Robert Ramirez Land Title & Deeds Case Digests

Topic: Notice of Lis Pendens Lopez v. Enriquez, 449 SCRA 173 (2005) FACTS: Sandoval & Ozaeta filed an application for registration of title before the Regional Trial Court of Pasig City ("land registration court"). The land registration court issued an order of general default and hearings on the application followed. On 31 May 1966, the land registration court granted the application.

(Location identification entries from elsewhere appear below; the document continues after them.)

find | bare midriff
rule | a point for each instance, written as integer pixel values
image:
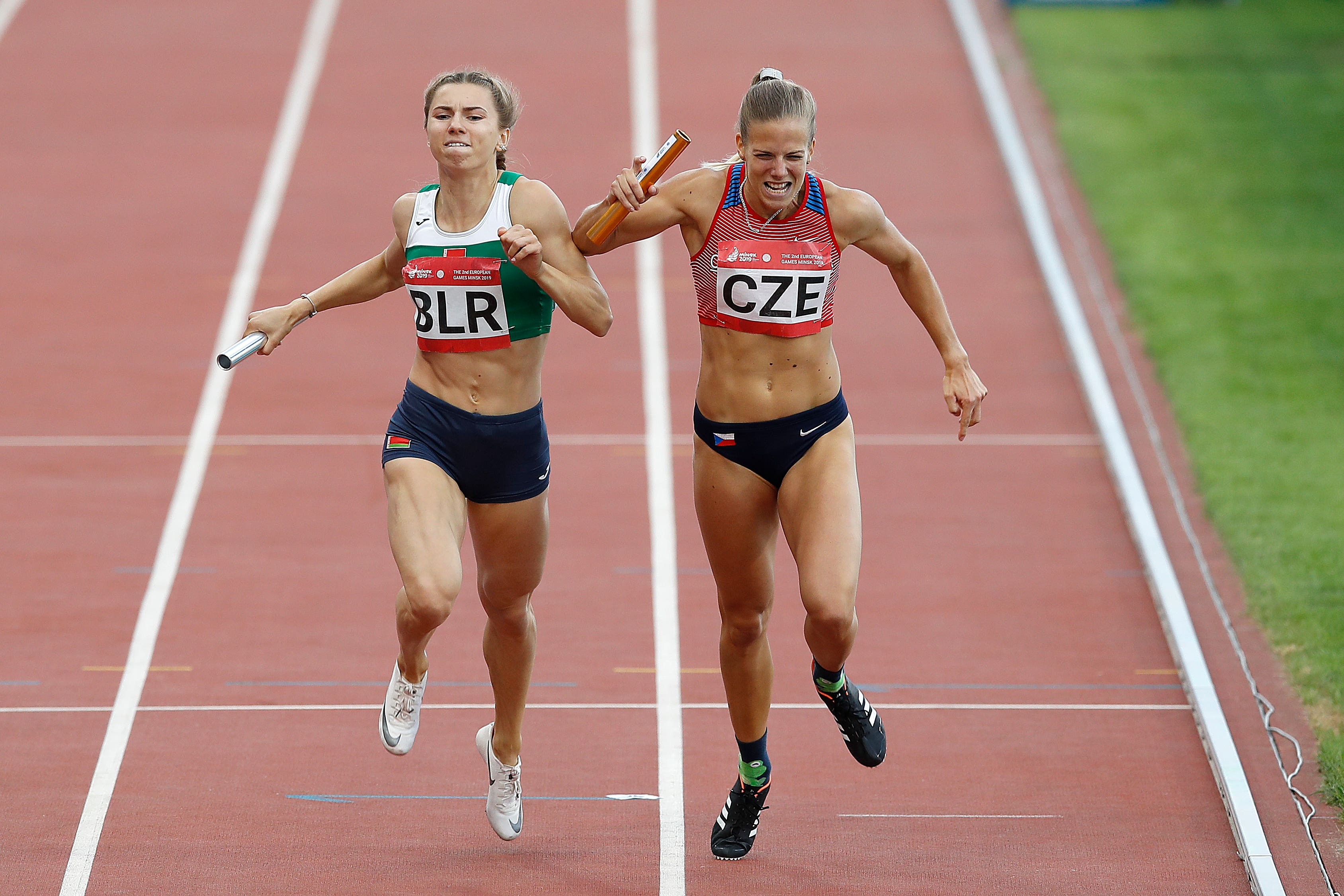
(504, 381)
(746, 378)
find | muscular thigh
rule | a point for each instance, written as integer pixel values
(737, 513)
(510, 542)
(426, 522)
(819, 511)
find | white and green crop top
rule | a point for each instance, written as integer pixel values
(468, 297)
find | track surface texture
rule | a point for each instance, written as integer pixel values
(1039, 739)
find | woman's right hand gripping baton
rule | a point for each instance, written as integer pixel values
(267, 330)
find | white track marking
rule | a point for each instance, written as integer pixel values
(1171, 603)
(8, 10)
(642, 23)
(917, 816)
(265, 707)
(242, 291)
(1065, 440)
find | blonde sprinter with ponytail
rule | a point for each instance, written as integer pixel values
(775, 443)
(486, 256)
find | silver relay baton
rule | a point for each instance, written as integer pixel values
(246, 346)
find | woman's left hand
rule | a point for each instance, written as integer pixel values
(964, 393)
(523, 249)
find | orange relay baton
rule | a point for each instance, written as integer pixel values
(654, 168)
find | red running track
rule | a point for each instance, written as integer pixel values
(996, 576)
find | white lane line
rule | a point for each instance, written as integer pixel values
(8, 10)
(264, 707)
(1171, 603)
(242, 291)
(1049, 440)
(918, 816)
(642, 23)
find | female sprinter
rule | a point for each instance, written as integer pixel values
(775, 441)
(483, 254)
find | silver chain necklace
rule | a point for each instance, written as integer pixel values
(748, 210)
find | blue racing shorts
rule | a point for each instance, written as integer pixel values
(494, 460)
(772, 448)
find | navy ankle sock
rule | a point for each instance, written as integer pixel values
(754, 763)
(827, 680)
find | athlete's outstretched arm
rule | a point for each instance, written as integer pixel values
(363, 283)
(542, 249)
(861, 222)
(651, 213)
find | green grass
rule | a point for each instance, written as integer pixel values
(1209, 140)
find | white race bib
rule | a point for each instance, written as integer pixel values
(459, 303)
(773, 287)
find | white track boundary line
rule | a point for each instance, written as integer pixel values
(296, 707)
(918, 816)
(642, 23)
(1171, 603)
(280, 163)
(8, 10)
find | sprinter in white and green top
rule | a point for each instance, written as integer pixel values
(526, 308)
(486, 257)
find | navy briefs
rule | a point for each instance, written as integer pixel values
(494, 460)
(772, 448)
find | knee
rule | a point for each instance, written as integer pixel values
(836, 621)
(511, 619)
(429, 601)
(744, 628)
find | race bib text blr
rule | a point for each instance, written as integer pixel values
(459, 304)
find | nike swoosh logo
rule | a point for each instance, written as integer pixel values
(387, 735)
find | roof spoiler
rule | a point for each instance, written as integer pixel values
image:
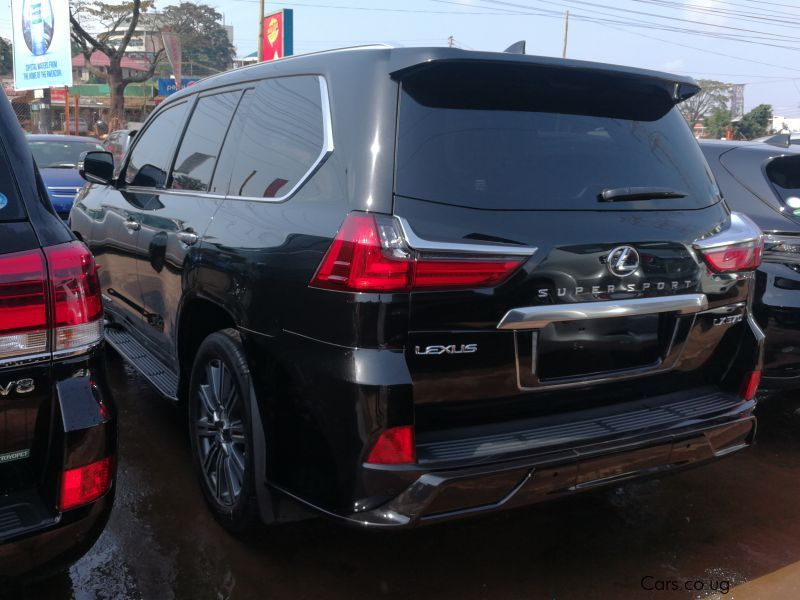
(516, 48)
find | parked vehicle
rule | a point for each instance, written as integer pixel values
(405, 285)
(57, 427)
(57, 157)
(763, 181)
(117, 143)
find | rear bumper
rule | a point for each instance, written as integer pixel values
(439, 494)
(35, 538)
(776, 307)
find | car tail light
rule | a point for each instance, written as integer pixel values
(736, 257)
(750, 385)
(370, 254)
(49, 301)
(23, 304)
(395, 446)
(77, 305)
(737, 248)
(85, 484)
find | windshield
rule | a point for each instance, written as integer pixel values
(551, 147)
(50, 154)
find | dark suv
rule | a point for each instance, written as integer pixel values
(404, 285)
(763, 181)
(57, 429)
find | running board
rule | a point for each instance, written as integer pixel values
(160, 376)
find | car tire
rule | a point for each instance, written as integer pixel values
(220, 429)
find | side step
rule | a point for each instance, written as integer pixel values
(158, 374)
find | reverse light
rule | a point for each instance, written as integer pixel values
(750, 385)
(395, 446)
(85, 484)
(370, 254)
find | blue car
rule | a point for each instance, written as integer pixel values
(57, 157)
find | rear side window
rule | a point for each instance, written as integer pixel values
(197, 156)
(149, 163)
(491, 138)
(281, 140)
(11, 208)
(784, 173)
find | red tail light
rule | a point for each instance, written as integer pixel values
(56, 291)
(85, 484)
(77, 306)
(736, 257)
(750, 385)
(369, 254)
(395, 446)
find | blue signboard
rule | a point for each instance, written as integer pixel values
(166, 85)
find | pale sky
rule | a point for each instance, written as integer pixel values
(742, 41)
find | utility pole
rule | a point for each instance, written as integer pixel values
(260, 30)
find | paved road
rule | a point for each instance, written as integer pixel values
(734, 523)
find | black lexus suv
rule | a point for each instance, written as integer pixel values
(403, 285)
(763, 181)
(57, 427)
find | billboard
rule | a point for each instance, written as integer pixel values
(277, 35)
(172, 48)
(167, 87)
(41, 38)
(737, 101)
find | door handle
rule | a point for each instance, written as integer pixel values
(132, 225)
(187, 237)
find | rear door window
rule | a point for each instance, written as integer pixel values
(281, 137)
(197, 156)
(784, 173)
(11, 208)
(492, 138)
(149, 163)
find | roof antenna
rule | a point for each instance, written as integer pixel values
(516, 48)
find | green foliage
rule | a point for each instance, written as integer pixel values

The decision became final and executory, and the land registration court issued a certificate of finality dated 8 March 1991. Eugenio Lopez, Jr., Manolo Lopez, Oscar Lopez, and Presentacion L. Psinakis, heirs of Eugenio Lopez, Sr., filed a motion alleging that Sandoval and Ozaeta sold the lots subject of the application to the late Eugenio Lopez, Sr. on 23 September 1970. Petitioners prayed that the court consider in the land registration case the Deed of Absolute Sale over the lots executed by Sandoval and Ozaeta and their respective spouses in favor of Eugenio Lopez, Sr and also prayed that the court issue the decree of registration in their names as the successors-in-interest of Eugenio Lopez, Sr. On 25 November 1998, petitioners filed with the Register of Deeds of Marikina City an application to annotate the notice of lis pendens at the back of OCT Nos. O-1603 and O-1604 on the ground that petitioners have filed with the land registration court a motion to declare OCT Nos. O-1603 and O-1604 void. Petitioners attached to the application a copy of the 25 November 1998 motion and the pertinent OCTs. ISSUE: Whether the motion to declare the decrees issued by the Land Registration Authority void is a proper basis for filing the notice lis pendens HELD: No. The doctrine of lis pendens refers to the jurisdiction, power or control which a court acquires over property involved in a suit, pending the continuance of the action, and until final judgment. Both the LRA and the appellate court denied the application for a notice of lis pendens because petitioners are mere movants, and not original parties, in LRC No. N-18887. As petitioners are not parties to an action as contemplated in Section 76 of PD 1529, they failed to present the requisite pleading to the Register of Deeds of Marikina City. Hence the Register of Deeds correctly denied the application for a notice of lis pendens. The motion filed by petitioners is insufficient to give them standing in the land registration proceedings for purposes of filing an application of a notice of lis pendens.